Malte Grashoff

Personal information
- Date of birth: 2 March 1992 (age 33)
- Place of birth: Stade, Germany
- Height: 1.86 m (6 ft 1 in)
- Position: Midfielder

Youth career
- 1996–1997: TSV Schwarme
- 1997–2002: MTV Riede
- 2002–2006: Werder Bremen
- 2006–2009: SC Weyhe
- 2009–2011: Werder Bremen

Senior career*
- Years: Team / Apps / (Gls)
- 2011–2013: Werder Bremen II / 50 / (2)
- 2013–2014: Preußen Münster / 0 / (0)
- 2014–2015: VfB Oldenburg / 14 / (1)
- 2015: BSV Schwarz-Weiß Rehden / 11 / (0)
- 2015–2019: KSV Baunatal / 89 / (5)
- Total:  / 174 / (12)

= Malte Grashoff =

German footballer

Malte Grashoff (born 2 March 1992) is a German former professional footballer who played as a midfielder.

==Career==

===Youth===
Grashoff played for local MTV Riede before moving to Werder Bremen at the age of 10. After four years at Werder Bremen he joined SC Weyhe, a smaller club in Lower Saxony. After his third year there, in which he achieved promotion to the Under 17 Bundesliga with the club's U17 side, he returned to Werder Bremen. He became a regular starter for the Werder's U19 side in his second year, helping the side become runners-up in the Under 19 Bundesliga North/Northeast. He was promoted to Werder Bremen II along with many of his U19 teammates.

===Senior===
Grashoff and made his debut for the Werder Bremen reserve team in September 2011, as a substitute for Lennart Thy in a 3. Liga match against SpVgg Unterhaching. He signed for Preußen Münster in July 2013.

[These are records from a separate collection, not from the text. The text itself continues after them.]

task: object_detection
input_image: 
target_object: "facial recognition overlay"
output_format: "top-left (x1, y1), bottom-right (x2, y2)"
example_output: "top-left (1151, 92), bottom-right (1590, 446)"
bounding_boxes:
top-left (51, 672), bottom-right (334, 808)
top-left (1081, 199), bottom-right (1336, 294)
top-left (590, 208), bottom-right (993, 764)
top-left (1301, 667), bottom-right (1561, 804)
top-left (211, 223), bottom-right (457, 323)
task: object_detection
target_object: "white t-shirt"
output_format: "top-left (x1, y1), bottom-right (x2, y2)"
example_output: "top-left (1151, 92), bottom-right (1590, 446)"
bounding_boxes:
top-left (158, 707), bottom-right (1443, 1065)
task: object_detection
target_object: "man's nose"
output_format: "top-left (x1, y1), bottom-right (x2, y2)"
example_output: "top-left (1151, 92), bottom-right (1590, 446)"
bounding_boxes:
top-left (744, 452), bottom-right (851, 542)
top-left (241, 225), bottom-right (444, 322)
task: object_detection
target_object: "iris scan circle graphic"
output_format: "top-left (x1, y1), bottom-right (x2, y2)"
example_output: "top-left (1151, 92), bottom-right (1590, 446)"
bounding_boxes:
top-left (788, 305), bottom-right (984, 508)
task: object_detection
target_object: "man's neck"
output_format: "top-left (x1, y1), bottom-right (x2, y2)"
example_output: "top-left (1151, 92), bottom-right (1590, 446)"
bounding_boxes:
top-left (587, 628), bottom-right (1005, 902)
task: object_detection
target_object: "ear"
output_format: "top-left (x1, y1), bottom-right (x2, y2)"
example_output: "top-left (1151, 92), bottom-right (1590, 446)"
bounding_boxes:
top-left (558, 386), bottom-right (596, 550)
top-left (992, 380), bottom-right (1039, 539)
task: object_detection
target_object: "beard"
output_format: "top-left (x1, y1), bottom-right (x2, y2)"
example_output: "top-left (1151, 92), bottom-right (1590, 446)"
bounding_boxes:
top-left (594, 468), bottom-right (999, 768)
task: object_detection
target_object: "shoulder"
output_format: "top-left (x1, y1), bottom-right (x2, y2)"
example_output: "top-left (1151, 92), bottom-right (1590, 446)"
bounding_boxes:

He ended his professional career in 2015 after a stint with BSV Schwarz-Weiß Rehden and joined Hessenliga club KSV Baunatal. He played for Delbrücker SC from 2019 to 2021 and for Landesliga club SuS Bad Westernkotten in the 2021–22 season before re-joining his youth club MTV Riede in 2022.

==Personal life==
Grashoff moved to Paderborn with his partner after his time at Rehden and was still living there in 2022. In 2022 they were expecting a second child.